GM says US auto union gave blanket no-strike pledge

General Motors management is telling Wall Street investors that the agreement to end the two Flint strikes included a pledge that the United Auto Workers would call no local strikes before a new national contract is signed next year. GM had demanded such a guarantee as a condition for settling the strikes.

The UAW ended the strikes by acceding to the company's demands to abolish long-standing work rules, increase productivity and destroy hundreds of jobs through outsourcing and the closing and selling of plants, not only in Flint, but throughout GM's North American operations.

According to the Associated Press, GM advised institutional investors Wednesday that it had a handshake agreement with the UAW to last at least until the current three-year national contract is replaced. 'Unless something goes seriously awry, they'll have labor peace for the next 18 months until the next national contract is signed, sealed and delivered,' said analyst Nick Colas of Credit Suisse First Boston.

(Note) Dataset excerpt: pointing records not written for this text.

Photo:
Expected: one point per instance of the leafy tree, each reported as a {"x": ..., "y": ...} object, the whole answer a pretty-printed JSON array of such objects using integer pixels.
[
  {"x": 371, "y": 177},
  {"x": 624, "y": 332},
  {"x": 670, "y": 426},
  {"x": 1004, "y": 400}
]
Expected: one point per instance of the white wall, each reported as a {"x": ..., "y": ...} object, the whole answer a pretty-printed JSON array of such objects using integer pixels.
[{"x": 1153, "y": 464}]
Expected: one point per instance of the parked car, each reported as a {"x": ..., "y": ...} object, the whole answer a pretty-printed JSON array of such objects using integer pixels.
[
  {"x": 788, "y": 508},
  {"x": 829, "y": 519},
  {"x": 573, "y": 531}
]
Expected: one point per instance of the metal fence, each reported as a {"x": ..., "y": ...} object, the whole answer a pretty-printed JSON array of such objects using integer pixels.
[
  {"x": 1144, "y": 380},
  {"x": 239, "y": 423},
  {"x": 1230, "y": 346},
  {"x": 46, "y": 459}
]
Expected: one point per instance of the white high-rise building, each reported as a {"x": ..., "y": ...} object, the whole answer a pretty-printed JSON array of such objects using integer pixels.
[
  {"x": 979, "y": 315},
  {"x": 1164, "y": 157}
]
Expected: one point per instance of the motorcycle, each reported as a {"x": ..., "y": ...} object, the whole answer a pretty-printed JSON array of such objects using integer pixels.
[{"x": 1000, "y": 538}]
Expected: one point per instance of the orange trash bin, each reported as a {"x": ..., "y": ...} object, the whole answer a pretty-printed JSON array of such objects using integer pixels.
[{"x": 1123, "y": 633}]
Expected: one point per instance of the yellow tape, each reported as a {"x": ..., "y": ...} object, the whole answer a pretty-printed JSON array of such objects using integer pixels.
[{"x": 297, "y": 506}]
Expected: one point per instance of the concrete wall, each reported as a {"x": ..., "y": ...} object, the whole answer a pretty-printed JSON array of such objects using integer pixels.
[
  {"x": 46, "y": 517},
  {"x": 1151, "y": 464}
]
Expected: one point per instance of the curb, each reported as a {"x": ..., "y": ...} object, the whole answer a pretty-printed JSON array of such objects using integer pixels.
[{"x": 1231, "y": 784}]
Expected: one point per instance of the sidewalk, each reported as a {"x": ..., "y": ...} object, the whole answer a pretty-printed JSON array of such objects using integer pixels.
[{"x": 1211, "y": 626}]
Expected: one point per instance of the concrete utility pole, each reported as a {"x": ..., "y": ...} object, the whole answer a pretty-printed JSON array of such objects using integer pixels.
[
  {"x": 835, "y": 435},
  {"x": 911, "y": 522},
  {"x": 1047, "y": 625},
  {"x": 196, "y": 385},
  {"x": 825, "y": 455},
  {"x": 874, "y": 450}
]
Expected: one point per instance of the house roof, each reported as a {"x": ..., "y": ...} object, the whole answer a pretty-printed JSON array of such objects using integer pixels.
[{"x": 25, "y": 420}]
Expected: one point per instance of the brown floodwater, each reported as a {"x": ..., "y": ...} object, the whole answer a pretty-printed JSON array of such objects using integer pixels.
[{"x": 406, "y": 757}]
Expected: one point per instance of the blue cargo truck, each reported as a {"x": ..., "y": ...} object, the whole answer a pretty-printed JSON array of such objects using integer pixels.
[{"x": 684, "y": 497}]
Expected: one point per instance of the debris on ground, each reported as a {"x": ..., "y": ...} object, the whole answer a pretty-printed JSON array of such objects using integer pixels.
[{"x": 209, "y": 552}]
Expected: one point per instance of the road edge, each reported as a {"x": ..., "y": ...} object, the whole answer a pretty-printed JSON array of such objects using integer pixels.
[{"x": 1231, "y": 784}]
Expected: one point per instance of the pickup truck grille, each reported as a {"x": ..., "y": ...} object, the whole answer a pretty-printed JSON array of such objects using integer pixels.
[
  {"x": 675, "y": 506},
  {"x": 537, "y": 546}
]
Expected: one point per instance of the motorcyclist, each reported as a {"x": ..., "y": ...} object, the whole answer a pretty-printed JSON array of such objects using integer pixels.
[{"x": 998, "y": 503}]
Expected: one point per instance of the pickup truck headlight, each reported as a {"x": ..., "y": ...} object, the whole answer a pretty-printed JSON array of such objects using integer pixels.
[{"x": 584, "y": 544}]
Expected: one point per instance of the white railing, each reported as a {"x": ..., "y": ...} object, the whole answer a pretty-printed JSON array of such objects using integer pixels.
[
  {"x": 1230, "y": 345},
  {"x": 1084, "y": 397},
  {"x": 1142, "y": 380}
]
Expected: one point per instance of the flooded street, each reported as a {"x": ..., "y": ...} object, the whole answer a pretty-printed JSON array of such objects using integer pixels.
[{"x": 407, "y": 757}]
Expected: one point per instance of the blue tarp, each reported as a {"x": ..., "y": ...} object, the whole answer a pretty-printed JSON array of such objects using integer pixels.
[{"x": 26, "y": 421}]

At the time of the agreement UAW officials said they had only agreed to ban strikes at the Delphi Flint East plant and two Dayton, Ohio brake plants, in return for a company pledge that it would not shutter or sell the plants for the next 16 months.

While denying the existence of a general no-strike pledge, UAW Vice President Richard Shoemaker said, 'It is our hope there will not be [future strikes].' As part of the agreement a new, high-level body, likely to include UAW President Stephen Yokich and GM CEO John F. Smith, is being set up to prevent further local strikes.

Over the last two months workers have voted for strike authorization at plants in Michigan, Ohio, Kentucky, Wisconsin and Tennessee. The agreement to end the Flint strikes included settlements at a number of these locals, such as the Dayton plants where a strike crippled GM's operations in 1996. Pending strike notices still exist at the Saturn plant in Tennessee, the Janesville, Wisconsin plant which produces GM's highly-profitable sports-utility vehicles, and the Bowling Green, Kentucky plant, where workers have been without a contract for 21 months.

The UAW has promised labor peace just as the company is about to embark on a major restructuring and downsizing program. On Monday, GM's top executives and directors will meet to discuss a plan for the shutdown of assembly plants, the sell-off of the Delphi parts division and the elimination of between 38,000 and 50,000 hourly jobs in North America over the next few years.